The DIA also overrated Russia’s military capabilities and judged that Mr. Putin’s bigger and better-armed forces would quickly overrun Ukraine. “We made some assumptions about his assumption which proved to be very, very flawed,” Gen. Berrier said.
Director of National Intelligence Avril Haines said she believed intelligence analysts working for her office underestimated the logistical and other problems now facing the Russian military. Analysts, however, correctly gauged that Mr. Putin would misjudge the intense level of Ukrainian resistance, she said.
“These mistakes had potentially real-world policy implications about the willingness of the president and other NATO leaders to provide weapons that they thought might have fallen into the hands of Russians in a matter of hours,” Mr. Cotton said.
So far at least, the conflict has also not produced the large-scale and debilitating cyberattacks from Russia’s formidable army of hackers that were anticipated by U.S. intelligence agencies. Gen. Paul Nakasone, commander of U.S. Cyber Command and director of the National Security Agency, said earlier this month that major cyberattacks could still be forthcoming.
The general said his agencies worked with the Ukrainian to bolster cybersecurity, sending military cyberteams to Kyiv. NSA and private sector security experts also contributed to electronic defense efforts.
“These are all impacts that I think have played out positively early on,” he said. “And I think to a degree, there’s still obviously a Russian calculus that will play out here, and we will be very, very vigilant to see what occurs there.”
Rep. Jason Crow, Colorado Democrat and member of the Armed Services Committee, defended the efforts of U.S. intelligence during the conflict. He said Mr. Biden and his aides were sounding the alarm about Mr. Putin’s military plans before the war when even the Ukrainian government said U.S. fears were overblown.
“I sit on both the Armed Services and the [Intelligence] committees, and I have to say we nailed it,” Mr. Crow said. “Starting back last fall, we started to determine what was happening. We were ringing the alarm bells, and we engaged in an unprecedented public engagement and private engagement with our allies, with the international community, declassifying information, getting the Ukrainians prepared to address this,” he said.

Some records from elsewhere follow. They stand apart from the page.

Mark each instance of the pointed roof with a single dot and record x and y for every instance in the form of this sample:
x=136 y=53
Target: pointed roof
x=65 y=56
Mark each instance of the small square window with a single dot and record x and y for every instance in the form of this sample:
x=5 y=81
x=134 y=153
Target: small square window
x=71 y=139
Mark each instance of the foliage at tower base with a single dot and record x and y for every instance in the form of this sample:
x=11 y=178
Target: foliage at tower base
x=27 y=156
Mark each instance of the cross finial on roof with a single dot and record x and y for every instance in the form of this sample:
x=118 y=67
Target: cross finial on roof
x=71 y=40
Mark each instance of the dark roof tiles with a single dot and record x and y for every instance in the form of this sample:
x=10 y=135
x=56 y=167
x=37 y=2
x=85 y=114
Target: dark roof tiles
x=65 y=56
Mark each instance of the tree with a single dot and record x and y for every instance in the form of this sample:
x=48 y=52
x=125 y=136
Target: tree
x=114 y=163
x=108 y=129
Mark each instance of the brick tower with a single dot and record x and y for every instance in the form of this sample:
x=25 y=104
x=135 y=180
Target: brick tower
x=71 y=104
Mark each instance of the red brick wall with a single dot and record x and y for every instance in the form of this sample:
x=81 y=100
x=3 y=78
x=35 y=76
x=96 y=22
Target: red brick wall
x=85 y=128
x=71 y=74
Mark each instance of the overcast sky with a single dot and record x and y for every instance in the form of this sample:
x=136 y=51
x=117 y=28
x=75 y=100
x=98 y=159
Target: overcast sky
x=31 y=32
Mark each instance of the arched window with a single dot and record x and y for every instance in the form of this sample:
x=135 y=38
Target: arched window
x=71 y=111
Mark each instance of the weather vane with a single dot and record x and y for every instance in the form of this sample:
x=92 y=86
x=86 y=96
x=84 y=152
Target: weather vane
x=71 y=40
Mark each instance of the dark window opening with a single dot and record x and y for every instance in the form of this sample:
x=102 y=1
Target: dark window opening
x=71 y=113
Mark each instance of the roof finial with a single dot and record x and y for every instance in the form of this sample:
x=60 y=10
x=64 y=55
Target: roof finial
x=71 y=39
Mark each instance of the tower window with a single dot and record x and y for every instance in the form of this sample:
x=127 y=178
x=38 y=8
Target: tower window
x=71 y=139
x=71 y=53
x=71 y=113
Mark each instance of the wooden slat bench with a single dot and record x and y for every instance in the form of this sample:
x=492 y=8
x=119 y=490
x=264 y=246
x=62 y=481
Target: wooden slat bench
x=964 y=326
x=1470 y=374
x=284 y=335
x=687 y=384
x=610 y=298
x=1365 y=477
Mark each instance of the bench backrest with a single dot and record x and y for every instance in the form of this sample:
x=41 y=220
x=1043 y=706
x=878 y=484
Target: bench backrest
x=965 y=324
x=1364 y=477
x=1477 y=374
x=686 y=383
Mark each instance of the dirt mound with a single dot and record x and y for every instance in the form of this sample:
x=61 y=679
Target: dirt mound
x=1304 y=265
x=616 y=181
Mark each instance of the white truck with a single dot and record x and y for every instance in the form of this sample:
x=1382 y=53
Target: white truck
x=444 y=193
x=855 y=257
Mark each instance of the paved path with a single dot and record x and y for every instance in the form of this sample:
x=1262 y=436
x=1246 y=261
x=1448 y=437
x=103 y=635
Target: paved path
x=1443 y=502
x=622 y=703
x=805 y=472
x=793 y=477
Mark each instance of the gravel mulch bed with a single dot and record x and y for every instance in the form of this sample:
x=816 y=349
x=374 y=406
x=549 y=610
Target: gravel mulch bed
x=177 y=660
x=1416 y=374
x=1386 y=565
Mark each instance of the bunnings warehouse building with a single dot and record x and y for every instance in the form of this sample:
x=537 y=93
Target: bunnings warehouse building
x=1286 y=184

The activities were “one of our generation’s finest intelligence successes,” he added.
“There’s always room for improvement,” Mr. Crow added. “That’s why we [have after-action reports], but I think it’s important to say that the intelligence community and the military did an exceptional job.”
A spokesperson for the DNI declined to comment. A CIA spokesperson had no immediate comment. A spokesperson for the DIA did not respond to a request for comment.